TCEC Season 17 SuFi - Musings Online Chess

The Superfinals of the 17th season of the Top Engine Chess Championship (TCEC) has just concluded and Leela Chess Zero emerged as the champion against the mighty Stockfish with a final score of 52.5-47.5. Leela won 17 games (16 as white and 1 as black), drew 71 games, and lost 12 games (11 as black and 1 as white), to become the TCEC champion for the second time, after failing to qualify in season 16 (although it was undefeated in the Premier Division).

The breakdown of the results is shown in the table below.

Table of results

~~It shall be noted that the cutechess implementation by TCEC was not updated to properly convert Leela’s evaluation into centipawns.~~ It was actually the code for centipawn conversion that had to be updated.¹ The result was the very low centipawn evaluation scores shown by Lc0 even at more than 90% losing evaluation. This may account for the 7 losses from mates seen during the SuFi.

Below is the plot of the results of games for each engine playing as white. Note that because of contempt², SF evaluates the opening positions very conservatively as black compared to when it is playing as white. Be that as it may, the difference between Leela’s evaluation as white and SF’s evaluation as black is remarkable. Some chatters say that this could have affected SF’s performance. It has been claimed in chat that a contempt of 0 performs better against Leela. It is notable that many of the wins of Leela as white came from when its opening book evaluation was around 1 or when SF’s opening book evaluation was less than 0.5. Most notable is game 94, (Queen’s pawn game, Chigorin variation), which SF evaluated as 0.03 out of the opening book; Leela gave an evaluation of 1.18. In the reverse game that SF won as white, SF gave an evaluation of 1.55; on the other hand, Leela gave an evaluation of 1.1, which was not far from its evaluation when playing as white. While both of Leela and SF’s evaluations agree when SF was playing as white, there were some notable exceptions, specially game 7, which Leela evaluated 0.6 and Stockfish evaluated as 1.43.

Figure 1: Results as white. The x-axis corresponds to the opening book evaluation by Leela, while the y-axis corresponds to the opening book evaluation by SF. The subplot on the left shows the results with Leela playing as white.

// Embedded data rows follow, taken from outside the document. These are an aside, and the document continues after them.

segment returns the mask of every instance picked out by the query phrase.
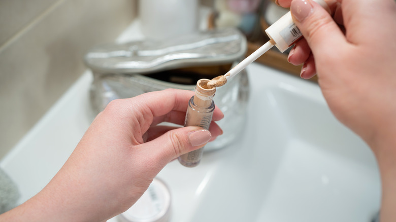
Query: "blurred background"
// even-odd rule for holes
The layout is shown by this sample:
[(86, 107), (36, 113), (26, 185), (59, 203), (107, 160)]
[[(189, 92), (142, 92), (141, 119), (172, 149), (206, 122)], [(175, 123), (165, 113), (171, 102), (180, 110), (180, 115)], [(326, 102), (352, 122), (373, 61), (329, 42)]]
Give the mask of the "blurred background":
[[(174, 2), (184, 3), (166, 2)], [(204, 28), (239, 29), (248, 40), (248, 54), (268, 41), (263, 30), (287, 11), (274, 0), (195, 3), (197, 10), (206, 9), (197, 18)], [(141, 5), (138, 0), (0, 0), (0, 159), (81, 76), (89, 49), (113, 41), (140, 17), (158, 16), (140, 15)], [(146, 12), (155, 6), (145, 5)], [(286, 54), (271, 50), (257, 61), (299, 73), (300, 67), (286, 60)]]

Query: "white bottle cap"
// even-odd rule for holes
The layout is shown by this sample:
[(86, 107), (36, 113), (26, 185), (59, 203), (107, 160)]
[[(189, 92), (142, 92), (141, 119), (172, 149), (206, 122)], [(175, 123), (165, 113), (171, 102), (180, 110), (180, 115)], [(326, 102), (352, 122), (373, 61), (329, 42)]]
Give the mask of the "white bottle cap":
[(162, 180), (155, 178), (142, 197), (118, 219), (120, 222), (167, 222), (170, 208), (169, 190)]
[[(327, 12), (331, 12), (328, 6), (323, 0), (314, 1)], [(290, 11), (266, 29), (266, 33), (281, 52), (284, 52), (303, 36), (303, 33), (293, 21)]]

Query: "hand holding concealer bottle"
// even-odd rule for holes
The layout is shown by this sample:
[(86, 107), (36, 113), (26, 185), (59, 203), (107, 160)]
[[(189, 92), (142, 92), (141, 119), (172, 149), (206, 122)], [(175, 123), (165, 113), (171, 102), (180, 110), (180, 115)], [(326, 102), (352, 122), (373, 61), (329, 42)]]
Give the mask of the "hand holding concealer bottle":
[[(216, 88), (208, 87), (209, 82), (209, 80), (202, 79), (196, 83), (195, 94), (188, 102), (184, 126), (200, 126), (209, 129), (215, 109), (213, 99)], [(179, 157), (179, 162), (188, 167), (196, 166), (201, 161), (203, 152), (203, 147), (183, 154)]]

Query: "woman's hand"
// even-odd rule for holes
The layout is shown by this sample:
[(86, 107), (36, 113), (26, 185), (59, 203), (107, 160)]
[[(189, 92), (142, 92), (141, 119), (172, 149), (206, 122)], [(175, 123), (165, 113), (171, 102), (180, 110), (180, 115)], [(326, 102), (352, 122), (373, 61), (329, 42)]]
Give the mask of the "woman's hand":
[[(210, 132), (157, 125), (183, 125), (192, 95), (170, 89), (112, 101), (49, 183), (9, 216), (12, 221), (21, 218), (11, 216), (16, 213), (28, 221), (98, 221), (127, 210), (167, 164), (222, 133), (214, 122)], [(213, 120), (222, 118), (216, 108)]]
[(289, 54), (304, 63), (301, 77), (316, 73), (330, 109), (370, 146), (382, 182), (381, 221), (396, 218), (396, 2), (278, 0), (290, 7), (305, 39)]

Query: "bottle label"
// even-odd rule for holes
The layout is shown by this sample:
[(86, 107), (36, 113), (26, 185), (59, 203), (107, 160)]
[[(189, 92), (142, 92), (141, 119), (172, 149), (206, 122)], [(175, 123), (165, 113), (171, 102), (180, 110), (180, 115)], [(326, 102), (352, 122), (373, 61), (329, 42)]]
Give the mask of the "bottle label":
[(297, 40), (303, 36), (303, 33), (298, 27), (292, 23), (287, 27), (283, 29), (280, 32), (280, 35), (283, 40), (286, 42), (288, 46), (290, 46), (294, 43)]

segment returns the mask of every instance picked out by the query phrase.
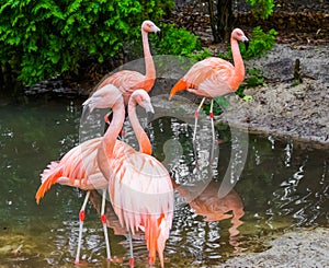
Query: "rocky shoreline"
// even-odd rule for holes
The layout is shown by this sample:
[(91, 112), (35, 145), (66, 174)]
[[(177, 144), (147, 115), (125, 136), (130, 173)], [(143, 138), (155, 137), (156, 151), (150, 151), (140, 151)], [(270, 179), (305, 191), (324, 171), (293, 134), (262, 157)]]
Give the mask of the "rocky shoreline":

The subplot on the right shows the results with Stockfish playing as white.

There were only two games that were won as black–one by Stockfish in game 16, where Leela, playing as white, gave an opening evaluation of 0.78 and Stockfish gave an opening evaluation of 0.16; and the other one by Leela in game 95, where Stockfish, playing as white, gave an opening evaluation of 0.90 and Leela gave an opening evaluation of 0.93.

In game 16, Leela was optimistic about its position, giving evaluations \(>1\) up to move 115, slowly declining afterwards. But typical of Leela, its overzealousness to push for the win could sometimes backfire, specially during the endgame, when Leela doesn’t have enough time to analyze its position more deeply. In this case, Leela blundered the draw by moving 130 g6??.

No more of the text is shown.